- Founded: 2004
- Status: Active
- Genre: Indie
- Country of origin: United States
- Official website: www.modiba.net

= Modiba =

Modiba is an artist management and music licensing company dedicated to international artists and social responsibility.

Modiba Productions was founded in 2004 when Wesleyan University seniors Eric Herman and Jesse Brenner created an Afrobeat compilation CD, the profits of which were donated to humanitarian workers in Darfur. The album was called the Afrobeat Sudan Aid Project (ASAP) and has raised over $140,000 for Save the Children in Darfur. In 2007 Modiba signed its first artist, beginning the career of Malian guitarist Vieux Farka Toure, son of the legendary Ali Farka Toure. Acting as record label, Modiba released his self-titled debut and donated 10% of the album's proceeds to their Fight Malaria campaign in Toure's hometown, Niafunké.
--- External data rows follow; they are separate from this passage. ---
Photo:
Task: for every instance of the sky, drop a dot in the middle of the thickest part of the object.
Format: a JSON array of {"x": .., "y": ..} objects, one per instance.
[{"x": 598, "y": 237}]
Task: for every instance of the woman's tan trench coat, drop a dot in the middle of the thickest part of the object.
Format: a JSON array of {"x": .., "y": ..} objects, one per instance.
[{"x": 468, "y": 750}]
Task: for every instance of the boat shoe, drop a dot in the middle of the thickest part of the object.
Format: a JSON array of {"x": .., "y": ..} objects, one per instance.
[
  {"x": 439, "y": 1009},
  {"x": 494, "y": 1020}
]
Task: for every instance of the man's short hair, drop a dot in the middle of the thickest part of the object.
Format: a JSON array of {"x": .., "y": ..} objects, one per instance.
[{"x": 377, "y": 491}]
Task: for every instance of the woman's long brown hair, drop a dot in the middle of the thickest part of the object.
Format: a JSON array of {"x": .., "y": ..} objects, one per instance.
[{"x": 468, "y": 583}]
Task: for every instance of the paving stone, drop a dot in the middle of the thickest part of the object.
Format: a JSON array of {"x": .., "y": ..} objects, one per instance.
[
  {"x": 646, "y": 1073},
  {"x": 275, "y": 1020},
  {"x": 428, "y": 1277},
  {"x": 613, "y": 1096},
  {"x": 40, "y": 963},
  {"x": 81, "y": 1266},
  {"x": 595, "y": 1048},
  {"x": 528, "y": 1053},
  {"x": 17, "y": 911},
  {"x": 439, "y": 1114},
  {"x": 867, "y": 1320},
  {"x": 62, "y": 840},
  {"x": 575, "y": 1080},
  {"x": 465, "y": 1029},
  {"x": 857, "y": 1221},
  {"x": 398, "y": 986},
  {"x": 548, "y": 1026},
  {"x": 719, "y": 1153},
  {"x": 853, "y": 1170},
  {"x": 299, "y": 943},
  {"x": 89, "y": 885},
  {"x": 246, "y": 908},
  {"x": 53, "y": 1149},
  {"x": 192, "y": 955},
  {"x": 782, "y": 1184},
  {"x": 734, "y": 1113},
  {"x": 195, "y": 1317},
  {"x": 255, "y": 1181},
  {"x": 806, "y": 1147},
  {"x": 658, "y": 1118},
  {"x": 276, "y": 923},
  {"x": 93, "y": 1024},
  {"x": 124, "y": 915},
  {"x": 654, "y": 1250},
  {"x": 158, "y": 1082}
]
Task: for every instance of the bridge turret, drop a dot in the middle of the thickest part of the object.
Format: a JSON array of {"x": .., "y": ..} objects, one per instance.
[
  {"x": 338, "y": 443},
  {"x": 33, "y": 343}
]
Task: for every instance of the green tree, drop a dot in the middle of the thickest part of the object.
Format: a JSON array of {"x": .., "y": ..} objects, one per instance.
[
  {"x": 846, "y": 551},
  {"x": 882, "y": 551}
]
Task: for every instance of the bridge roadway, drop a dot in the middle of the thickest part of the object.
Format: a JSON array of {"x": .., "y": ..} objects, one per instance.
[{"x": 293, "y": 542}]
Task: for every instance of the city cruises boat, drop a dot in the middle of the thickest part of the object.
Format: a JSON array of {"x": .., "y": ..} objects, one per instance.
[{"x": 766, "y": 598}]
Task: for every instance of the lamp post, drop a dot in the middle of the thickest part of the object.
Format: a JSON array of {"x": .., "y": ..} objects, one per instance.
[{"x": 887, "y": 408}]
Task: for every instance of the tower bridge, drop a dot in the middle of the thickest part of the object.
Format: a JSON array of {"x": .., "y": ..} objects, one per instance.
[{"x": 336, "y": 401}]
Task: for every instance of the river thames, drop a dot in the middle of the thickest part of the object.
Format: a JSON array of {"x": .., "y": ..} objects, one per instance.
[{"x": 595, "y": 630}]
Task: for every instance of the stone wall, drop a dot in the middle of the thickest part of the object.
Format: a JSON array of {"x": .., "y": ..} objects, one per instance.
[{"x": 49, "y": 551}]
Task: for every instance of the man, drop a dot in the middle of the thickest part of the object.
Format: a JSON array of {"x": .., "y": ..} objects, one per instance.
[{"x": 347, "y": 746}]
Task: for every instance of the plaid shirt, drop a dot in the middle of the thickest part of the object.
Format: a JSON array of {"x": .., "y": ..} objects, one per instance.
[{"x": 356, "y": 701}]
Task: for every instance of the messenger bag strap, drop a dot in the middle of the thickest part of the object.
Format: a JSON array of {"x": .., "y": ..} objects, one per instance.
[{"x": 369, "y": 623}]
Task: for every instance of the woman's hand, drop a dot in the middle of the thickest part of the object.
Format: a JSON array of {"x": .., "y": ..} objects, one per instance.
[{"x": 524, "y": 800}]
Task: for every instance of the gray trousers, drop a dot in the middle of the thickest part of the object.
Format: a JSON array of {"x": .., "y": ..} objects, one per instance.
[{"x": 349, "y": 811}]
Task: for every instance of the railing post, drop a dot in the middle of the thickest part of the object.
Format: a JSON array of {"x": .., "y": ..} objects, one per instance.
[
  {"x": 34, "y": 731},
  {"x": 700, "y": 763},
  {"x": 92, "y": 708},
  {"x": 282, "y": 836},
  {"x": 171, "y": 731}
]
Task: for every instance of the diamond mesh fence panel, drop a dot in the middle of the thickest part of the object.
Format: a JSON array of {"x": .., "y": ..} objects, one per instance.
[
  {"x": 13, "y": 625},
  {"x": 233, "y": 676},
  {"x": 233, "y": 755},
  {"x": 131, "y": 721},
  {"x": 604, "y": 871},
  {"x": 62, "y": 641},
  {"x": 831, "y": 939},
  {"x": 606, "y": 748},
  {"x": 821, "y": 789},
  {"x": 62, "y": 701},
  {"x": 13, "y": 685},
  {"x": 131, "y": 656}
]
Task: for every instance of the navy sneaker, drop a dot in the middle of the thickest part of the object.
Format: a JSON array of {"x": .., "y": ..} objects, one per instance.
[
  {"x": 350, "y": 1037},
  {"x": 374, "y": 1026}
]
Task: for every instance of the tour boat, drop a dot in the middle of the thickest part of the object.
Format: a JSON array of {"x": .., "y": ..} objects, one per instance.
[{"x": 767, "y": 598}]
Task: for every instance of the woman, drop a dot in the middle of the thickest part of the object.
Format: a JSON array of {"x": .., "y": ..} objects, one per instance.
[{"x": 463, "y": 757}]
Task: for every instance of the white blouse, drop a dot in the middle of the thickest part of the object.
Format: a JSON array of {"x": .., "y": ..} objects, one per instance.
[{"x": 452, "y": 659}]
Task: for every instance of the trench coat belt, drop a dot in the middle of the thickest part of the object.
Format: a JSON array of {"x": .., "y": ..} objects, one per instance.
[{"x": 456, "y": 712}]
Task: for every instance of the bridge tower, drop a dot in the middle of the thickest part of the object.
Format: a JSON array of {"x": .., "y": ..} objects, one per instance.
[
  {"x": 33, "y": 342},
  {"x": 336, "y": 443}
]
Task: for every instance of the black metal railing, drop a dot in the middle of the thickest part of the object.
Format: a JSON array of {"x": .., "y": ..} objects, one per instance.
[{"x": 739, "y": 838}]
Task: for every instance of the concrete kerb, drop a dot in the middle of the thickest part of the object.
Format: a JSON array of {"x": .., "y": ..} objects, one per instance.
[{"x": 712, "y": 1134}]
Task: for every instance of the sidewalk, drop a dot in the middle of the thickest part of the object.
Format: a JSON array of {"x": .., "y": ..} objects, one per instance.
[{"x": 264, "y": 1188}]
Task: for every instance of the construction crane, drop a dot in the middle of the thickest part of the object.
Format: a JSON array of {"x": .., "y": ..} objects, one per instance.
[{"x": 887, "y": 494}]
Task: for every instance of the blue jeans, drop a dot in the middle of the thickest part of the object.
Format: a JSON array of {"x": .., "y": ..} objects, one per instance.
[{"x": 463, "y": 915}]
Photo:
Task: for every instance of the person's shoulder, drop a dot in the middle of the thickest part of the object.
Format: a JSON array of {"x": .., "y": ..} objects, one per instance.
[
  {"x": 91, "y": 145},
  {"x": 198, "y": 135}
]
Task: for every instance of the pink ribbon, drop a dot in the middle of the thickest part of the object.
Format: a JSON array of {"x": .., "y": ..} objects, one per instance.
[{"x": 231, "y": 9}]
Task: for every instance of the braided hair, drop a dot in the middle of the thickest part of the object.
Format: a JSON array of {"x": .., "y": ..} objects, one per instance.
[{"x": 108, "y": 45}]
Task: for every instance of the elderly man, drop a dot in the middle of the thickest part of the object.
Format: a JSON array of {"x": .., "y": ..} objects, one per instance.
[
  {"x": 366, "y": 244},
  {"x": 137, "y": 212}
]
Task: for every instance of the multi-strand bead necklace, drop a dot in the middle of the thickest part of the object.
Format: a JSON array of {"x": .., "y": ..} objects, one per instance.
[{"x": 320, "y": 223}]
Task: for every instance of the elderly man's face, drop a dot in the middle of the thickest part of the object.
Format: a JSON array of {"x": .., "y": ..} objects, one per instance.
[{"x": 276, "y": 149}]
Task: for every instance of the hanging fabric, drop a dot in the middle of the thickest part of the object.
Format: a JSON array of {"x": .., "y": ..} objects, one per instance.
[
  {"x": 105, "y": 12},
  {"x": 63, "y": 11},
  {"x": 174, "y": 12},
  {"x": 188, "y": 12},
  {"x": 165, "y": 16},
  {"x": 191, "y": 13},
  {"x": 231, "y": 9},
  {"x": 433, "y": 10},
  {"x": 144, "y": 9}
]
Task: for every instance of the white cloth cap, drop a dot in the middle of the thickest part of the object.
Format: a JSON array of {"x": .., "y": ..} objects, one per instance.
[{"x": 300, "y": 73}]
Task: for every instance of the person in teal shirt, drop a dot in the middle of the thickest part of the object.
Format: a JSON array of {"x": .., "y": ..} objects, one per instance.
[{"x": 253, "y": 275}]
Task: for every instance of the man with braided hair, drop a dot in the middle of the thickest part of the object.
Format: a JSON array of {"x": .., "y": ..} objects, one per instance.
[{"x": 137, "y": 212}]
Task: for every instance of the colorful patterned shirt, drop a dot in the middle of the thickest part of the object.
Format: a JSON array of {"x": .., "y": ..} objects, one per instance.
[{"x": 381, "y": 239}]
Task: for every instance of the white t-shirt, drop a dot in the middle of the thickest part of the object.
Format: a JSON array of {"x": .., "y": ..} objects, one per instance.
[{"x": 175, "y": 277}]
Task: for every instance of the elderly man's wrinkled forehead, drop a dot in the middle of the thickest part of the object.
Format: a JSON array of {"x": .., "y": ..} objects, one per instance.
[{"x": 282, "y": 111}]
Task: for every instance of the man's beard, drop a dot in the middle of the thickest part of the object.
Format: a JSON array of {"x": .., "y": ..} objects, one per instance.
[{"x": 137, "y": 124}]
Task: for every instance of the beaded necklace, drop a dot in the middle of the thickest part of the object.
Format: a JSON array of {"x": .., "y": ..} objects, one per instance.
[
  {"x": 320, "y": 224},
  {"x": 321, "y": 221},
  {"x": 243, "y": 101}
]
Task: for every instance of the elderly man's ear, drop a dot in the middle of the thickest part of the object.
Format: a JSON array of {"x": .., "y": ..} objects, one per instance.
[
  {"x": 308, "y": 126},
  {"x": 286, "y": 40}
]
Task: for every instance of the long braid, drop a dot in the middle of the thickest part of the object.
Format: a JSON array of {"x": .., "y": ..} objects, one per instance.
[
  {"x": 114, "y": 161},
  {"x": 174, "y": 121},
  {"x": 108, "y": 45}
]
Modiba currently manages the careers of Vieux Farka Toure, Bombino, Sierra Leone's Refugee All Stars, Antibalas, The Toure-Raichel Collective, Grupo Fantasma, Brownout, and Aurelio. The licensing and music supervision division -- Modiba Music Works—is helmed by Eileen O'Neill and represents artists, producers, songwriters, composers and labels from around the world, providing international music to the film and television industries.